Reviews

Poetry Review by Yvonne Blomer

Leanne Dunic, One and Half of You (Vancouver: Talonbooks, 2021). Paperbound, 81 pp., $16.95.

One and Half of YouLeanne Dunic’s book‐length poem, One and Half of You, begins with a blur of faces, as a child might experience in a crowd: “them, and them, and them. // Then more. Faces mixed. A pocket here, a // clan there.” These opening lines prepare you for places and people, for mixed races and mixed ancestry. The poems carry the essence of memoir in their movement from image to dialogue, from contemplative fragment to some semblance of catharsis.

Identity is at the heart of this book: race, sexual, settler, but also the narrator’s identity in her family, her neighbourhood, her school. Using the Chinese Zodiac, Dunic gives us the main characters—narrator as Dog, brother as Rat, and as‐of‐yet‐unmet lover as Snake. Images of these creatures appear in play and in dreams from the get‐go, allowing the animals and the people they represent to weave through her conscious and subconscious life. Dunic’s narrator explores who she is to herself (“Part pug? Shih Tzu? Pekingese? Definitely / of Chinese descent”); to her brother (“The girl will never be Asian. They remind / me too much of you”); in terms of her sexual identity (“I was pretty sure I was a girl / but didn’t understand why I wanted to kiss / boys and girls”); and in regard to her complicated love of her brother and how to find/leave that love to love another (“I don’t want to hear about you having sex,” he says).

What opened in me as I read One and Half of You is as complex as the times we are living in, where identity and crisis hold hands. “Who am I, living on Tsartlip land in Canada?” this narrator of Asian‐European descent asks. How can she know who she is with so many opinions flying at her, so many assumptions about how she looks— Indian, Indigenous, too Asian, too tall? Here is an exploration of liminality in a world that constantly others this narrator. “I have / two halves // mountains             I try / to move.” And while she is in the process of self‐discovery, COVID‐19 hits, and anti‐Asian violence crashes into her, captured in a poem of headlines: “Vancouver’s Chinatown lions defaced with anti‐Asian COVID….”

As a multi‐disciplinary artist, Dunic skillfully blends forms, poetry and memoir, to create a lyric memoir. Memoir, I have been known to say, is poetry’s closest cousin. Both are concerned with the “truth” of things, and Dunic beautifully captures her experiences through fragmented images and dialogue that are essentially poetry. The nuance of experience as it shifts into art has the allure of both forms.

The book is divided into three numbered sections. Early poems tackle adolescence and racial identity, where she and her brother search for themselves in popular references, “The Nutcracker on TV. Of course, my / brother pretended he was the Rat King. I / hoped for my own whiteness and a prince.”

Later, she crosses the strait to live in Vancouver, and lives in other places: “I dwelled in the Chinatowns of port cities. / Victoria, Vancouver, stints in Singapore.” No matter where she lives, her ancestry draws comments: “In Cantonese, the clerk yells, <Check out // this beautiful girl up front!> // <Bet her mother is Chinese.>” And even when she’s across the world, her brother lingers, “<I know you.> // Impossible. // <You’re his sister> // (A model Rat dated for a weekend.).”

The quoted lines above capture the many layers of speakers and story that propel this book. The way Dunic marks quoted speech— italics for the brother, angle brackets for outsiders—allows clipped fragments of dialogue to become important as in the word “impossible” above; even though she doesn’t think she looks anything like her brother, she is recognized as his sister from someone across the world. And then in the parenthetical aside, she tosses this woman away. Dunic’s use of fragments, white space, and speech allows few words to carry more meaning.

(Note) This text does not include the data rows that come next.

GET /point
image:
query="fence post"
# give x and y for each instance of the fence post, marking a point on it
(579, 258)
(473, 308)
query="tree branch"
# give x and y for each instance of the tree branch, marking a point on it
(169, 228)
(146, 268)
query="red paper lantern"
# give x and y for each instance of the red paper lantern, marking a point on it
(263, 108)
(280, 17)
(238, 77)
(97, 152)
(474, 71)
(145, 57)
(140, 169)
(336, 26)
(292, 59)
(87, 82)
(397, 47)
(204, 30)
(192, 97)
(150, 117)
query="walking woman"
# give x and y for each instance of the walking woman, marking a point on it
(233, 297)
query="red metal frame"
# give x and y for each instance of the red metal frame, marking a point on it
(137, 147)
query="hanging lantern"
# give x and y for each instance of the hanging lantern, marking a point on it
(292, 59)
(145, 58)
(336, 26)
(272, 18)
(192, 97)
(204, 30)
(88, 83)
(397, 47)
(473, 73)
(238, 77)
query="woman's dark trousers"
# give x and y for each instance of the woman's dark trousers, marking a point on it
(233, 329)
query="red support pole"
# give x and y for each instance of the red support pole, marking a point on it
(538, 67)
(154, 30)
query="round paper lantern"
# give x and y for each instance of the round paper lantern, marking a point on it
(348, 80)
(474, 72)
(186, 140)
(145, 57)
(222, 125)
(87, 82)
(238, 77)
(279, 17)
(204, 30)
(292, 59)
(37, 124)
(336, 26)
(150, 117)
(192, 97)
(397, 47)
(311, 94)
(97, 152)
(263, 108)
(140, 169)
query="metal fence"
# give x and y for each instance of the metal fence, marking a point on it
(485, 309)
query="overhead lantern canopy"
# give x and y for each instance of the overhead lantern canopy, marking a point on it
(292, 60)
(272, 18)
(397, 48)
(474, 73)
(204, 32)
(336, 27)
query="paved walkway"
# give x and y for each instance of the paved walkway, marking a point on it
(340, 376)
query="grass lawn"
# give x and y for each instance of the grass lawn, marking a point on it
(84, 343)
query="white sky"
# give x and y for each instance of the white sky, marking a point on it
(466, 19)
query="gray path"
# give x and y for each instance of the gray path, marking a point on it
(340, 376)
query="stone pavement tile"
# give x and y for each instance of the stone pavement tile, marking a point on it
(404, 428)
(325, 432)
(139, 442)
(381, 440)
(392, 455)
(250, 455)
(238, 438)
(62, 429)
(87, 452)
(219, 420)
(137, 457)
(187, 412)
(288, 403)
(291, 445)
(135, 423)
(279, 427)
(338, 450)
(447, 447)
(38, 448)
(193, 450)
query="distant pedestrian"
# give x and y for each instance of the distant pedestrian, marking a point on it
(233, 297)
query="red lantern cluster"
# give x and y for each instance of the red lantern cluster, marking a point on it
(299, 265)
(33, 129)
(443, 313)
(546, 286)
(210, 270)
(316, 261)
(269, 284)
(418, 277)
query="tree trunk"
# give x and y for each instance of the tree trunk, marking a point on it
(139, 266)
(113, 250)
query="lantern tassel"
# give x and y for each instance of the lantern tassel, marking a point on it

In sections two and three there is a shift into the sea and images of the ocean, and her desire to “peer beneath” the surface of things. While her brother can vanish into the life he’s made for himself, she stands out, too tall, too other, until she meets another like her. The last section is the shortest, focusing on the narrator and the sea, immersed and grieving, with a final poem‐fragment set in Vancouver where Chinatown is vanishing and her brother marries, has children. Loss and change permeate the final poems.

The title One and Half of You is complex and evocative. Who is this woman? She is herself and half of another—her brother at times, her lover at times. Her desires are interlinked to her sense of who she is, which is in constant crisis. We have moved around, colonized, entered every corner of the globe, and touched every environment. We have enabled COVID‐19, and we use difference as an excuse for hate and fear. A book is a small vessel to carry so much, but Dunic’s craft holds the nuance and confusion of a complex narrator in impossible times.